Hopefully, if we see TEC through, it will one day be a distant memory that in 2007 you could neither buy a Volkswagen in Germany and simply import it to the United States without going to the expense and trouble of modifying it to meet U.S. safety standards, nor import a U.S.-made passenger car to the EU without expensive technical work to meet EU specifications. These diverging standards oblige American and European car manufacturers to produce two models of the same car instead of one — hardly a recipe for remaining competitive. Cutting away those regulatory shackles will provide huge savings for everyone, and especially motorists who will enjoy lower prices and more competition.

The same goes for electrical and electronic products like mobile phones. The United States currently requires EU products to be tested for electrical safety and certified by a laboratory approved by a U.S. government agency, even though they have been certified as safe in the EU. By our estimation, if the U.S. agreed to move toward a system based on a firm’s declaration of conformity accompanied by a system of post-market surveillance — as is the case in the EU — this would bring significant savings (up to $2 billion in the next few years) to both our industries in terms of time-to-market costs and double testing; it would not jeopardize users’ safety but it would allow these industries to remain globally competitive. Again, if markets are competitive, this benefit will be passed on to consumers in the form of lower prices.

Similarly, cooperation on innovation has enormous potential. For instance, cooperation on radio frequency identification technologies could be important in combating health care product counterfeiting, and cooperation by standardization bodies to develop technical requirements for such items as computer keyboards would help people with disabilities or age-related limitations to use information and communication technology to access products and services. These are large markets and there are many social and economic benefits to be gained by working together to make ICT products more accessible.

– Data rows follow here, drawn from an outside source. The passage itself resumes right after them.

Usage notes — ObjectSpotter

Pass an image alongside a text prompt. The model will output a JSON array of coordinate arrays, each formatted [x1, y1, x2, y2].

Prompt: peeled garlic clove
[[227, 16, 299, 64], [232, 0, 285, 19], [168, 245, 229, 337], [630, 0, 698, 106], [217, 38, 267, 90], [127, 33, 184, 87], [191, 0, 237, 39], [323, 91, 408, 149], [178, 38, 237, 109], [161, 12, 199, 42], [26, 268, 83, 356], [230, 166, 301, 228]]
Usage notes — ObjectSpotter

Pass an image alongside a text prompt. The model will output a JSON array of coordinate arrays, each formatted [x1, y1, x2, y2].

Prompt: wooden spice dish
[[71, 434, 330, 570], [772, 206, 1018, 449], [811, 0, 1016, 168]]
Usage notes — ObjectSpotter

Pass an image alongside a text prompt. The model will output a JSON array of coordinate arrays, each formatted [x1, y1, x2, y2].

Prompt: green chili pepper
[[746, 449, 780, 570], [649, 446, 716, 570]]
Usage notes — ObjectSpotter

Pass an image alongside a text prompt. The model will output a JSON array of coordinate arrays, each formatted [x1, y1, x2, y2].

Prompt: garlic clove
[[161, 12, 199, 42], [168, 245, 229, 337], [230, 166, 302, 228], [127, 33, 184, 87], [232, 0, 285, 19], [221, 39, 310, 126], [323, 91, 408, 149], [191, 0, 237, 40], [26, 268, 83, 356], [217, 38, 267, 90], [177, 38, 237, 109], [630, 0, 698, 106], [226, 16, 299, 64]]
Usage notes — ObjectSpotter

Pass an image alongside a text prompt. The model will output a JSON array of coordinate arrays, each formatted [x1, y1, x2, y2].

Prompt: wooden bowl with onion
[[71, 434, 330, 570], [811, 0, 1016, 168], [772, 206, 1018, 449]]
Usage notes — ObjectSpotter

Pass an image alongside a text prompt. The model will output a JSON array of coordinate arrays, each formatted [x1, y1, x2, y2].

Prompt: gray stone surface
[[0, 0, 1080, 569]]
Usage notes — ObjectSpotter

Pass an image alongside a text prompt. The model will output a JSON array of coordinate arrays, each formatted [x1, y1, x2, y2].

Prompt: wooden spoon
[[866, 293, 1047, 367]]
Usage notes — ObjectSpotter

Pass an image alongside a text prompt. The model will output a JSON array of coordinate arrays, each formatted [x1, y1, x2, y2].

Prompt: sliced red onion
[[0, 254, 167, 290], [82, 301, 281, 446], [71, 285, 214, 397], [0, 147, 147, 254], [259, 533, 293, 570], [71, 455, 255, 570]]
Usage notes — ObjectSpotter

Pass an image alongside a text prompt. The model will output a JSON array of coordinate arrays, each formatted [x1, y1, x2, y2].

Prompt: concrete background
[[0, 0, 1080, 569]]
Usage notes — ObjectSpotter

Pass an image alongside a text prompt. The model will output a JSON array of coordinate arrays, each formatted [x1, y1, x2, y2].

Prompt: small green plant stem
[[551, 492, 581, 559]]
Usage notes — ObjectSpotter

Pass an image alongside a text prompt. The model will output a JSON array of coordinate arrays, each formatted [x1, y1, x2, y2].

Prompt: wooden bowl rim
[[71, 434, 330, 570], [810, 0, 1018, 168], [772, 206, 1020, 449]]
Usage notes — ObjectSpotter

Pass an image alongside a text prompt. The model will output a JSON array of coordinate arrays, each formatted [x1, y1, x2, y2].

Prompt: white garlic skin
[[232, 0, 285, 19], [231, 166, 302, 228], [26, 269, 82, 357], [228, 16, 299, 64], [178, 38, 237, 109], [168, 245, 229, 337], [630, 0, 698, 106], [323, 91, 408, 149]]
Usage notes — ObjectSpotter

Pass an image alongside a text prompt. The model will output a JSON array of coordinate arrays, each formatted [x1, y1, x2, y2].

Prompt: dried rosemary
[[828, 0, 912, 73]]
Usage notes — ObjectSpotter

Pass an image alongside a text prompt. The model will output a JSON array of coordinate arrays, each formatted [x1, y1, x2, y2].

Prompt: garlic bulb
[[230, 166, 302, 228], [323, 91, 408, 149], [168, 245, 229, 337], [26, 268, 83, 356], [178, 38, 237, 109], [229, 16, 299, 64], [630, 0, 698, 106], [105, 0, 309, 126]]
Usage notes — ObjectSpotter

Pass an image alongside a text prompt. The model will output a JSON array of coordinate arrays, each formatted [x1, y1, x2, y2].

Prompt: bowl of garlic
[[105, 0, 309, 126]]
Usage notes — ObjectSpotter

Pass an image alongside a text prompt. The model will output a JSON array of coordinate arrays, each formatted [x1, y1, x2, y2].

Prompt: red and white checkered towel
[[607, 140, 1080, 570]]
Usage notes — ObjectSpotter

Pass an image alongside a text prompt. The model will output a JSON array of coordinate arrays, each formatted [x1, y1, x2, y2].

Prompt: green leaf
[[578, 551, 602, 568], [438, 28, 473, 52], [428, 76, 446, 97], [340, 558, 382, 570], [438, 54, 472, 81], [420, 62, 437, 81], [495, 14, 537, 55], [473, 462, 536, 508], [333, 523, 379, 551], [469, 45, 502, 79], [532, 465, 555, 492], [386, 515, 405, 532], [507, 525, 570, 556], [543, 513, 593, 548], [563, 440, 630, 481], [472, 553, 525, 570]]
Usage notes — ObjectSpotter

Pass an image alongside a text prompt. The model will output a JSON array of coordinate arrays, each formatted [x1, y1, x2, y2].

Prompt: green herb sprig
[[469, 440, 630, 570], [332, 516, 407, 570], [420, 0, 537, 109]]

The longer-term challenge for TEC will be to prevent regulatory divergence and to actively promote convergence on financial markets and accounting, container security, patents and so on. But let us not lose sight of the potentially life-altering lighthouse projects in the area of research and innovation that within five years could take us to a new frontier in terms of how we live, travel, cure diseases and treat our planet. I am thinking in particular of TEC projects to accelerate technological innovation and market penetration of bio-based products to replace the oil-based fuels and plastics we use today, and of the partnerships we have already established to stimulate research cooperation on nanotechnology, which is of potentially huge societal benefit.

Globalization will not go away; we must learn not only to live with it but to optimize the benefits it can provide. In this global world, it should be clear to everyone that Europe and the United States have much to gain from working together, and much to lose if we don’t.

Our aim must be a trans-Atlantic environment in which the European Commission when it considers a new regulation, or a U.S. Member of Congress when he or she proposes a new law, will both have an automatic reflex to ask themselves what impact it will have on the trans-Atlantic economy, an economy currently generating 60 percent of the world’s income.

And our ultimate aim must also be to show consumer benefit in the form of lower prices and more choice. That means that competition must be vigorous enough to ensure that most of the benefits are passed on to consumers, and are not merely retained by shareholders. That is why a vigorous antitrust activity also is vital, and the European Commission is giving a courageous lead on that.

Ambassador John Bruton is head of the European Commission delegation to the United States.